As a caregiver, you may feel that you haven’t given enough, as there’s always more that needs to be done. Feeling unsettled or not up to the task is common, even though you know that nobody can do everything. It’s all too easy to lose sight of how much you actually do.
The love you offer, your supportive thoughts and everyday kindnesses mean the world to the parent you care for. But you must never forget – you cannot give what you do not possess. Giving what you have to give is all anyone can ask of you.
In your heart, you know you are doing your very best. By learning to be at peace with yourself you will help to build your strength to face tomorrow’s challenges.
My mother has advanced Parkinson’s disease and lives in my home. Sometimes I feel useless because I can’t help her. Recently, the only way I could describe my feelings was that for the first time in my life I was without joy or hope.
My mother’s sister asked me why I felt that way. When I told her it was because I couldn’t help mom, she said you mean ‘cure’ her. Then she opened my eyes to the help I give mom everyday. She said that I provided warmth, love, support, kindness, comfort, shelter – her words, ‘everything that was within my power to give.’
I had always thought that my contributions were insignificant. That I just did what needed to be done. I know now that I haven’t failed, that no one expected me to ‘cure’ mom, just to be there for her when she needed me.

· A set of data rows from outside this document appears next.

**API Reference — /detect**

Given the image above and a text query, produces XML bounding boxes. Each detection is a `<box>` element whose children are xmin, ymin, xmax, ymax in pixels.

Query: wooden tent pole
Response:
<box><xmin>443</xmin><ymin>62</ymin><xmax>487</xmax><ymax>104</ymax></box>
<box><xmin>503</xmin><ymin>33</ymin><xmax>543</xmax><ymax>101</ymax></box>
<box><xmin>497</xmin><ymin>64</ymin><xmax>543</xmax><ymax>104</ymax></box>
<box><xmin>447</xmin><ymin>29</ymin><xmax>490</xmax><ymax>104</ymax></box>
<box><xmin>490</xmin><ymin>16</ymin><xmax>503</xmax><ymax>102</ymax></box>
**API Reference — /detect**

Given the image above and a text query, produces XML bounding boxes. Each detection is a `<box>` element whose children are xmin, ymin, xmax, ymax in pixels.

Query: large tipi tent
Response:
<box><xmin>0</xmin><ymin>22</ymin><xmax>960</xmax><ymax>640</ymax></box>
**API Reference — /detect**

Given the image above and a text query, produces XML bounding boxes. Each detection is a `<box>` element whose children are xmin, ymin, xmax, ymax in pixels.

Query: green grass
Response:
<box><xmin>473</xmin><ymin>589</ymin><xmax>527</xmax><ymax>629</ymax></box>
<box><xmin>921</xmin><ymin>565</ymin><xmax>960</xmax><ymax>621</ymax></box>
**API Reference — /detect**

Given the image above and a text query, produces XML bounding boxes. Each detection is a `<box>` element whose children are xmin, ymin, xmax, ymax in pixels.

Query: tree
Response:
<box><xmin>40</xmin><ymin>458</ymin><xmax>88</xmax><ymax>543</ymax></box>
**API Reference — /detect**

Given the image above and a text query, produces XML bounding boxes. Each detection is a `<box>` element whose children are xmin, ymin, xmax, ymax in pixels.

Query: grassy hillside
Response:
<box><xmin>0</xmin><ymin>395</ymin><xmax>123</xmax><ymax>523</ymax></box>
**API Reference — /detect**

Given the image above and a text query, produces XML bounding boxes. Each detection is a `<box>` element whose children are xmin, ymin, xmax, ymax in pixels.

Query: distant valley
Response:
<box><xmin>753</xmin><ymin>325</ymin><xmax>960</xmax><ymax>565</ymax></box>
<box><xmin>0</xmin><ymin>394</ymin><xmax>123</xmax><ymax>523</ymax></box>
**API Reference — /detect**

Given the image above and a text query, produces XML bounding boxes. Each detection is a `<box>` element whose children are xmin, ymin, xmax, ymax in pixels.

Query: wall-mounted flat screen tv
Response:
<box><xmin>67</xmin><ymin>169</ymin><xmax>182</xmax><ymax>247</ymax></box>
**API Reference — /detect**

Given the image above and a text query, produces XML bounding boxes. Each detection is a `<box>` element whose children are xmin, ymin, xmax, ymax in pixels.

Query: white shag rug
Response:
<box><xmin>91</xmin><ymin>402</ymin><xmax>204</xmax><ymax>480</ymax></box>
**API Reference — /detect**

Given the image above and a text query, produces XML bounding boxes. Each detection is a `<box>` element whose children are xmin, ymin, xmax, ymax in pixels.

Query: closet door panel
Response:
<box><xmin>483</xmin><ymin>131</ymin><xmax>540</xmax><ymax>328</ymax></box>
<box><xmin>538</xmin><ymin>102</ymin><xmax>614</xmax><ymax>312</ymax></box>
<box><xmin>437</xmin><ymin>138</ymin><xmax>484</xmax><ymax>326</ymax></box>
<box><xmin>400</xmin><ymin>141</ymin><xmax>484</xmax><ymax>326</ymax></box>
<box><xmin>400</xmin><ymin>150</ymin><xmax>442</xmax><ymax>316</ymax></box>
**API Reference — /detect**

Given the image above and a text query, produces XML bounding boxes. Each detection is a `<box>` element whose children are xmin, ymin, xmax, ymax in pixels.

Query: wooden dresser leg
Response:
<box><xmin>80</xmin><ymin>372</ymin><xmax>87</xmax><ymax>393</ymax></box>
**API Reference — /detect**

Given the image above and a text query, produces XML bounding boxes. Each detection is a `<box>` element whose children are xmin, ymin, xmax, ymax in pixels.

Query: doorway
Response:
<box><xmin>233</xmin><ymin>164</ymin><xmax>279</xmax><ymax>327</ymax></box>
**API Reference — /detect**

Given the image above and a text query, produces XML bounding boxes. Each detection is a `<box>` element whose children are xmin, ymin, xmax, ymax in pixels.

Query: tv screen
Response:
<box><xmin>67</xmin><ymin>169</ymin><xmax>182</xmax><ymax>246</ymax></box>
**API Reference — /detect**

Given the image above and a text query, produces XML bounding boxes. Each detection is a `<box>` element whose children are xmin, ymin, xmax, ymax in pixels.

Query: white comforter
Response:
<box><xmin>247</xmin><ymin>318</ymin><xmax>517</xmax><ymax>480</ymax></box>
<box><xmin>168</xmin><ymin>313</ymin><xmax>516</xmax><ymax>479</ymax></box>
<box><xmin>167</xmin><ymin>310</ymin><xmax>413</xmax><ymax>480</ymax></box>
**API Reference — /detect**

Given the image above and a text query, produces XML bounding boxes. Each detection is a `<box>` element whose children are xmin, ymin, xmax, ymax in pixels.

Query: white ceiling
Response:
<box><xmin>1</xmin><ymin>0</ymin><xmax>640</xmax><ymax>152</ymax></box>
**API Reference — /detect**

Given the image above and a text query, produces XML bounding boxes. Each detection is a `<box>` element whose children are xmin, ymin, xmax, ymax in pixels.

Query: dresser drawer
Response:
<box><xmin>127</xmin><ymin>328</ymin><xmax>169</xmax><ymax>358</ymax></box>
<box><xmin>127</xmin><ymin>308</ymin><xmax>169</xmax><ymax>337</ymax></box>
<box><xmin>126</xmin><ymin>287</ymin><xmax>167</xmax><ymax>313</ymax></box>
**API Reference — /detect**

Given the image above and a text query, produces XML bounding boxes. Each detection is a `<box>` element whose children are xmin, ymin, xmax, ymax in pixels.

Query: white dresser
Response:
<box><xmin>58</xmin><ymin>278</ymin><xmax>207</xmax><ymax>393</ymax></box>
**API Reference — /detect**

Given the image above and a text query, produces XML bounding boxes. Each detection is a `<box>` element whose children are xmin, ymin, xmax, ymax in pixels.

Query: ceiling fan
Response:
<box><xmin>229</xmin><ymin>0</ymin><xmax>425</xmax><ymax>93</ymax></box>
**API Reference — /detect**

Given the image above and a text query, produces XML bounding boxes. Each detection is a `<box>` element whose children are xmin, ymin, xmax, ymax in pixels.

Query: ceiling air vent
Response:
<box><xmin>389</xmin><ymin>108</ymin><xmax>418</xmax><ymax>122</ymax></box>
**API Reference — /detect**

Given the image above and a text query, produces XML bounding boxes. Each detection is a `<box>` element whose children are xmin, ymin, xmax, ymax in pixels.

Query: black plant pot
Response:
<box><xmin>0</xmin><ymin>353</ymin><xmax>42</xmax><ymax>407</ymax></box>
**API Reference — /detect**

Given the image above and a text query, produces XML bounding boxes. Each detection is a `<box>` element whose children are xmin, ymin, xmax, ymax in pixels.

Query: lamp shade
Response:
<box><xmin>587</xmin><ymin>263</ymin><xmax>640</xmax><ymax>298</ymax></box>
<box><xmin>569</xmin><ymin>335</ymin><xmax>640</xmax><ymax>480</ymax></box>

My aunt helped me see how much I’ve brought to mom’s life. I finally realized that what I considered minor kindnesses meant the world to her. Understanding the reality of what I can and cannot do is very comforting. It helps me realize that what I do makes a very large difference in my mother’s life.
The small miracles continue even today. I often feel my parents’ presence at critical moments that some would consider ridiculous if I told about them about such things. Sometimes I find joy in remembering the poignant moments and amazing things that brought us closer. I would not have missed that for the world, as odd as that sounds.